Built a robust GitLab CI pipeline with automated testing and deployment:

Pipeline Stages:

  1. Build Stage - Docker-in-Docker (dind) service builds PHP worker image with all dependencies, running automated syntax checks and composer validation
  2. Deploy Stage - Authenticates to AWS ECR, tags image with branch-specific identifier (mux for feature/mux-integration), and pushes to container registry
  3. Notification Stage - Parallel success/failure jobs send Telegram messages with pipeline status, commit links, and direct links to pipeline logs for rapid incident response

Branch-Specific Deployments - GitLab CI rules enable environment-specific variables based on branch name, supporting separate staging and production deployments with isolated configurations.

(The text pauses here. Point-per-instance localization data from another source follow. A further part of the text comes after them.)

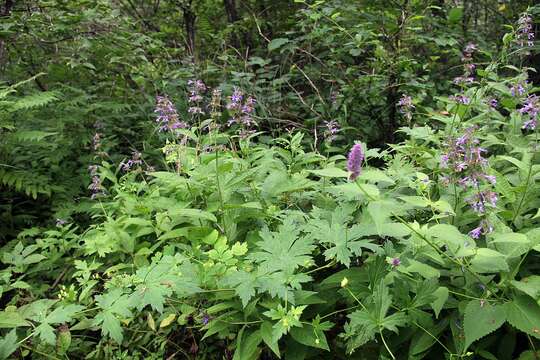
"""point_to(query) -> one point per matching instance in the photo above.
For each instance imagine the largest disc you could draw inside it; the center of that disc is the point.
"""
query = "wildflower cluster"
(468, 168)
(134, 161)
(331, 130)
(215, 104)
(168, 118)
(95, 186)
(241, 109)
(531, 108)
(354, 161)
(196, 90)
(468, 66)
(519, 89)
(406, 106)
(525, 32)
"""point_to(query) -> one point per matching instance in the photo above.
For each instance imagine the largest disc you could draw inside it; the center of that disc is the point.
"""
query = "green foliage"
(245, 236)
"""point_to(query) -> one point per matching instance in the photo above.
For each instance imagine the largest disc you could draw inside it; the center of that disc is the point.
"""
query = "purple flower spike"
(354, 161)
(476, 232)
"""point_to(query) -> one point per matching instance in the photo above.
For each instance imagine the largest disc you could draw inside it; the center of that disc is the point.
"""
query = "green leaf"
(112, 303)
(455, 14)
(308, 335)
(284, 250)
(267, 334)
(247, 346)
(330, 228)
(244, 284)
(512, 244)
(422, 269)
(8, 344)
(12, 319)
(441, 295)
(524, 314)
(481, 319)
(488, 261)
(529, 285)
(331, 172)
(193, 214)
(277, 43)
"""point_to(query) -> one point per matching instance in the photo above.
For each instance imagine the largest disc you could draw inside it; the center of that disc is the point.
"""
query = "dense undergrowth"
(225, 235)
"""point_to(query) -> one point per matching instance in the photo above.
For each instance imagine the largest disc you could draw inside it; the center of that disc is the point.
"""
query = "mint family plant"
(259, 248)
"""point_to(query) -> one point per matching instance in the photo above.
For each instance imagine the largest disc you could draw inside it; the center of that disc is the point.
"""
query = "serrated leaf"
(277, 43)
(267, 334)
(524, 314)
(529, 285)
(12, 319)
(308, 335)
(488, 261)
(481, 319)
(8, 344)
(511, 244)
(247, 345)
(441, 295)
(167, 321)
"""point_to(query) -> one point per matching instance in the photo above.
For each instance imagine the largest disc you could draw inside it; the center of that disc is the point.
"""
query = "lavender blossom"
(354, 161)
(531, 108)
(167, 118)
(518, 89)
(134, 161)
(331, 130)
(196, 90)
(479, 201)
(461, 99)
(525, 32)
(483, 228)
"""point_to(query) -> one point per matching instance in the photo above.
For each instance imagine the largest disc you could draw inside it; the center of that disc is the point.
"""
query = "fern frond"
(25, 182)
(31, 135)
(35, 100)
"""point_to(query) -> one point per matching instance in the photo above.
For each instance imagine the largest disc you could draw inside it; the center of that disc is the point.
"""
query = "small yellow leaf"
(167, 321)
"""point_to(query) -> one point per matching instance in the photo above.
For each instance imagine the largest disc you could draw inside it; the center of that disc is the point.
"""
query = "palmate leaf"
(161, 279)
(330, 227)
(244, 284)
(112, 304)
(373, 319)
(8, 344)
(524, 314)
(481, 319)
(39, 312)
(284, 250)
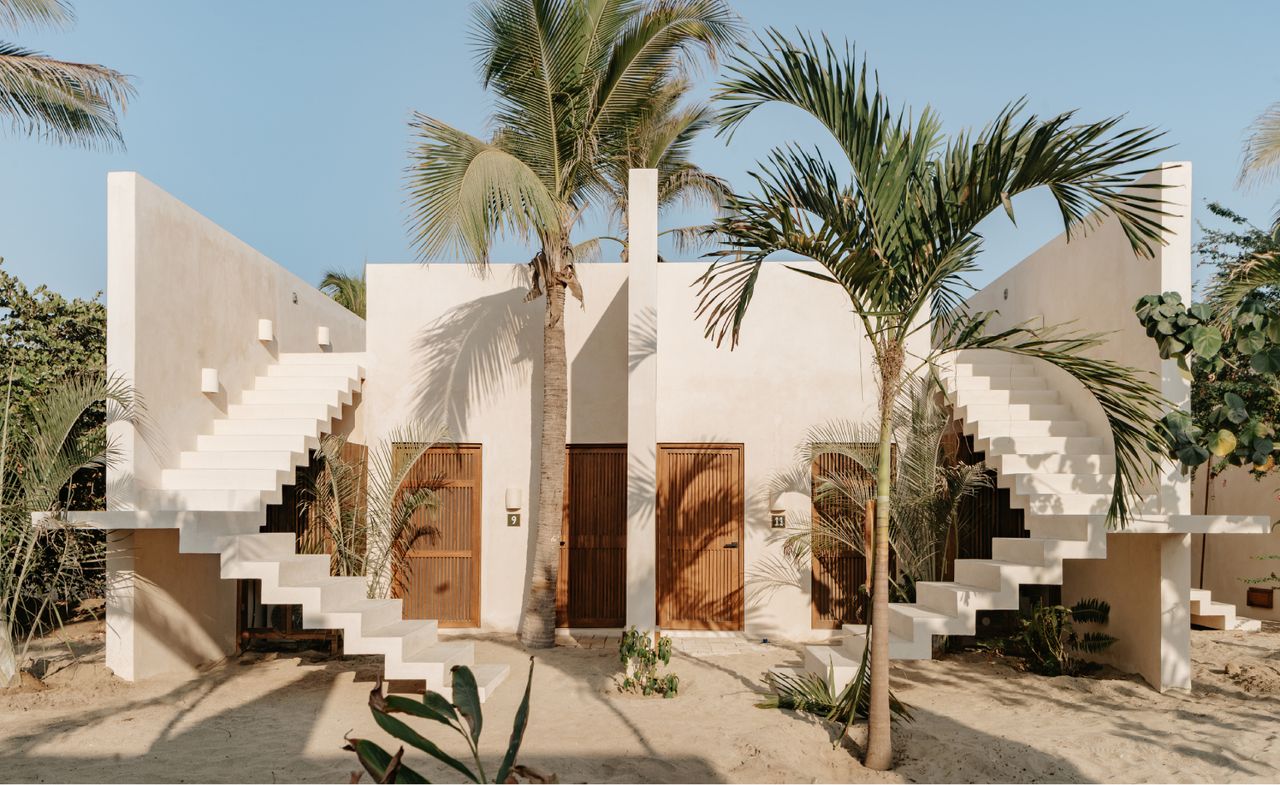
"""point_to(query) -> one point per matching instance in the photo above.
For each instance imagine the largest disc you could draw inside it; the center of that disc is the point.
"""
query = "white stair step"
(1055, 503)
(1052, 462)
(954, 598)
(1033, 445)
(339, 383)
(282, 411)
(979, 383)
(991, 429)
(1061, 483)
(279, 425)
(241, 479)
(995, 369)
(289, 397)
(278, 460)
(211, 500)
(488, 678)
(291, 442)
(909, 620)
(1015, 411)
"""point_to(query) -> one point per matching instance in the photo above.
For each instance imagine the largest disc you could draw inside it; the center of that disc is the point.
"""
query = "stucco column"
(641, 397)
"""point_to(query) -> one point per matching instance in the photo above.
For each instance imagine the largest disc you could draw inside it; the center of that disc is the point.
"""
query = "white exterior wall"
(801, 361)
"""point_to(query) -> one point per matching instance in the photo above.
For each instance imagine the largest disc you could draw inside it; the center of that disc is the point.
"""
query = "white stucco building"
(672, 443)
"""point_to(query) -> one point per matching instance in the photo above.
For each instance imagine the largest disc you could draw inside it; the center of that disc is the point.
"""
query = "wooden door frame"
(476, 534)
(659, 566)
(562, 582)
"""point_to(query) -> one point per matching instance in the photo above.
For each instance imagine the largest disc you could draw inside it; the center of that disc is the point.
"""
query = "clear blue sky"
(286, 122)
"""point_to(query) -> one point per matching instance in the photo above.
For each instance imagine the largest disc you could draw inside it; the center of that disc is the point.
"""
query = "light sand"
(977, 720)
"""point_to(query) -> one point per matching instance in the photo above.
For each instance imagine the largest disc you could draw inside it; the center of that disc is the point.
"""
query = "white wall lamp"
(515, 503)
(209, 380)
(777, 512)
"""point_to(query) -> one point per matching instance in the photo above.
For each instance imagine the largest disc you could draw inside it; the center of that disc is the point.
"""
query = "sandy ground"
(283, 719)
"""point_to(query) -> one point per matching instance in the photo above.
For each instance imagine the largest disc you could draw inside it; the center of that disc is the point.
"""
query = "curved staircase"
(1056, 470)
(218, 498)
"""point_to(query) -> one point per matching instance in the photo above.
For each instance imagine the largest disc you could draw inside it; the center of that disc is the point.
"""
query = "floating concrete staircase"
(1214, 615)
(218, 496)
(1056, 471)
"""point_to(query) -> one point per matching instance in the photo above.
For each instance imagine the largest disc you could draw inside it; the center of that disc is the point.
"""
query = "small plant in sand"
(640, 655)
(462, 716)
(1054, 647)
(810, 693)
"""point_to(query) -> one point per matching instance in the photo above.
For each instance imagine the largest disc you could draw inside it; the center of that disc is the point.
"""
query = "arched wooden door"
(700, 526)
(592, 588)
(442, 576)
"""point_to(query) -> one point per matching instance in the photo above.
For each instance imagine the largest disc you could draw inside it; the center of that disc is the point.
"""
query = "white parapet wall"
(184, 295)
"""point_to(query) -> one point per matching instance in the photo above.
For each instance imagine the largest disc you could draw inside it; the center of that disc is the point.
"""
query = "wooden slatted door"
(839, 570)
(700, 537)
(592, 588)
(442, 576)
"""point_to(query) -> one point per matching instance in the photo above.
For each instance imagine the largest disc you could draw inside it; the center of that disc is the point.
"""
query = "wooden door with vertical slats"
(700, 532)
(592, 585)
(839, 570)
(442, 576)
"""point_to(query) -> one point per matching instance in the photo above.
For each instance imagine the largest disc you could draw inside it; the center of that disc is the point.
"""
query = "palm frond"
(347, 290)
(464, 192)
(1261, 154)
(67, 103)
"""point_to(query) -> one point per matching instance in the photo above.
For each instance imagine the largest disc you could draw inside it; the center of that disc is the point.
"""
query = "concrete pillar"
(641, 397)
(167, 612)
(1146, 578)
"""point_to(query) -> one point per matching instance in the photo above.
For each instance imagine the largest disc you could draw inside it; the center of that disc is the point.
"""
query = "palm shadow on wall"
(471, 354)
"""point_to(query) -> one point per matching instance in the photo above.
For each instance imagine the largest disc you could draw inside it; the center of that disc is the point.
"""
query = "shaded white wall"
(1219, 561)
(183, 293)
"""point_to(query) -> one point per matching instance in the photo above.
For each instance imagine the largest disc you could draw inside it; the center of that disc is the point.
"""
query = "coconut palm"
(895, 227)
(663, 141)
(39, 461)
(65, 103)
(346, 288)
(572, 81)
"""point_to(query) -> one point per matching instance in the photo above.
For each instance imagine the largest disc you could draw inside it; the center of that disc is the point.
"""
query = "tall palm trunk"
(880, 744)
(538, 628)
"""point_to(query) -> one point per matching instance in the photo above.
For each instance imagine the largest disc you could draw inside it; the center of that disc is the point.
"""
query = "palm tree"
(346, 288)
(897, 233)
(663, 141)
(1261, 154)
(40, 459)
(574, 80)
(67, 103)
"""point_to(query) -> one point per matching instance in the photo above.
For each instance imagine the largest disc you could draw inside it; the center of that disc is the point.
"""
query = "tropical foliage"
(894, 220)
(1054, 647)
(640, 653)
(346, 288)
(56, 100)
(575, 83)
(464, 716)
(42, 565)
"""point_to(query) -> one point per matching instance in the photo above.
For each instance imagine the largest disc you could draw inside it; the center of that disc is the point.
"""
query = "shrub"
(640, 658)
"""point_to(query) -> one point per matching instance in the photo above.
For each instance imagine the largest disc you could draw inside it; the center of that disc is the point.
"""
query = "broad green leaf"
(1221, 443)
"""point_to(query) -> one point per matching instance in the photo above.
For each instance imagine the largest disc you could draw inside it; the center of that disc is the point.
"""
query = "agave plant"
(464, 716)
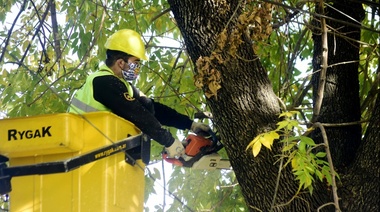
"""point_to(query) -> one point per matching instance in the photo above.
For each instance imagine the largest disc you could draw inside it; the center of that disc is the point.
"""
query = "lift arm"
(135, 147)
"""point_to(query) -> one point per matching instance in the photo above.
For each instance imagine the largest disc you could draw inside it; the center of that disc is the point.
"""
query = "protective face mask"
(132, 73)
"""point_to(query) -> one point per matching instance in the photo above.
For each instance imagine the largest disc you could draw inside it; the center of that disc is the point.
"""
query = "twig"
(329, 159)
(272, 206)
(11, 30)
(322, 76)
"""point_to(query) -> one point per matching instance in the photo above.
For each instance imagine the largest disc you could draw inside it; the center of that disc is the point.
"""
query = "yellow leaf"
(294, 163)
(253, 141)
(256, 148)
(268, 138)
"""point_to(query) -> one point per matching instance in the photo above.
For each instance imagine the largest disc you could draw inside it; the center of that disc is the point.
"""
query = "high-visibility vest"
(83, 100)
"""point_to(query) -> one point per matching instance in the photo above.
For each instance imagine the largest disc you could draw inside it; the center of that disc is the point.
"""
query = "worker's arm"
(165, 115)
(111, 92)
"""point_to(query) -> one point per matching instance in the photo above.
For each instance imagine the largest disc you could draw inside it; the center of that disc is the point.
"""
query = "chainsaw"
(201, 153)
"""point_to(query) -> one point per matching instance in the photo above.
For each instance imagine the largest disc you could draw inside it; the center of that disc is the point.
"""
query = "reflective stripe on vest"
(83, 100)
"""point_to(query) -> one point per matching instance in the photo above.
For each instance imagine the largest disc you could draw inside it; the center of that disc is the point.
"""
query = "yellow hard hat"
(127, 41)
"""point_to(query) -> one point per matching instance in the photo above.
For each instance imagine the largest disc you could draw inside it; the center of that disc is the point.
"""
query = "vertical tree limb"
(324, 64)
(54, 24)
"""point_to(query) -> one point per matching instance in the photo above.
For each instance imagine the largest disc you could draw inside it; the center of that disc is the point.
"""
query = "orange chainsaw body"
(195, 143)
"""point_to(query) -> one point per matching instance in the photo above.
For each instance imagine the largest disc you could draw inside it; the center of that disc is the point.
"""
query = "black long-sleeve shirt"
(147, 115)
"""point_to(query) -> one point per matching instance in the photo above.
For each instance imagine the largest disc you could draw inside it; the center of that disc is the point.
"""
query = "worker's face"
(131, 68)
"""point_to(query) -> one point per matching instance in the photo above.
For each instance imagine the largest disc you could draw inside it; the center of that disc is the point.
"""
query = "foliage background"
(43, 62)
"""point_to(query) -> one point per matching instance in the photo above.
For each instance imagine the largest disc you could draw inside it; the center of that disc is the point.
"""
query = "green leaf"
(321, 154)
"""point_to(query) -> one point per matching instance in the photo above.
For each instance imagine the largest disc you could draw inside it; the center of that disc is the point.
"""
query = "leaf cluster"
(298, 150)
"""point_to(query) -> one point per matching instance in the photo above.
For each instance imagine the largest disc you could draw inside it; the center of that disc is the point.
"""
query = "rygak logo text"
(14, 134)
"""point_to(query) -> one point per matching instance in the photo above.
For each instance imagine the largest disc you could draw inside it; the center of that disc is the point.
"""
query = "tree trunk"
(244, 107)
(341, 102)
(362, 183)
(355, 160)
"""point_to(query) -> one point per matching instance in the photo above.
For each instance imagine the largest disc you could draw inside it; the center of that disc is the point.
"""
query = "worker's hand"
(176, 150)
(200, 129)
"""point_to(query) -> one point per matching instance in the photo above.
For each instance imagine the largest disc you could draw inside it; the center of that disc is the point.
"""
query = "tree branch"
(11, 30)
(54, 23)
(322, 77)
(331, 165)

Testing & Quality Assurance

  • PHPUnit Integration - Composer dev-dependencies include PHPUnit 9.6 for unit testing, with test suite covering critical path logic (geocoding, data aggregation, API client methods)
  • Environment Isolation - PHP dotenv library enables local development with .env files, preventing accidental production deployments during testing phases
  • Error Handling - Try-finally blocks ensure graceful cleanup (Redis lock release) even when exceptions occur, preventing cascading failures during high-traffic events

Project Insights

This project showcased the importance of architectural decisions that prioritize reliability over complexity. By choosing local geocoding databases with memory caching over external API calls, the system achieved 40x performance improvements while reducing external dependencies that could fail during critical events. The distributed locking pattern with TTL-based expiry provided failure recovery without requiring complex orchestration logic.

The most valuable lesson was designing for observability from day one: Telegram notifications, structured logging, and Redis state inspection enabled rapid debugging during live events when every minute of downtime could impact thousands of viewers. This operational focus transformed a technically complex system into a reliable production service that required minimal manual intervention.

As lead developer, I balanced performance optimization (APCu caching, compact JSON formats) with operational simplicity (Docker containers, automated deployments), creating a system that handled enterprise-scale live events while remaining maintainable by a small team.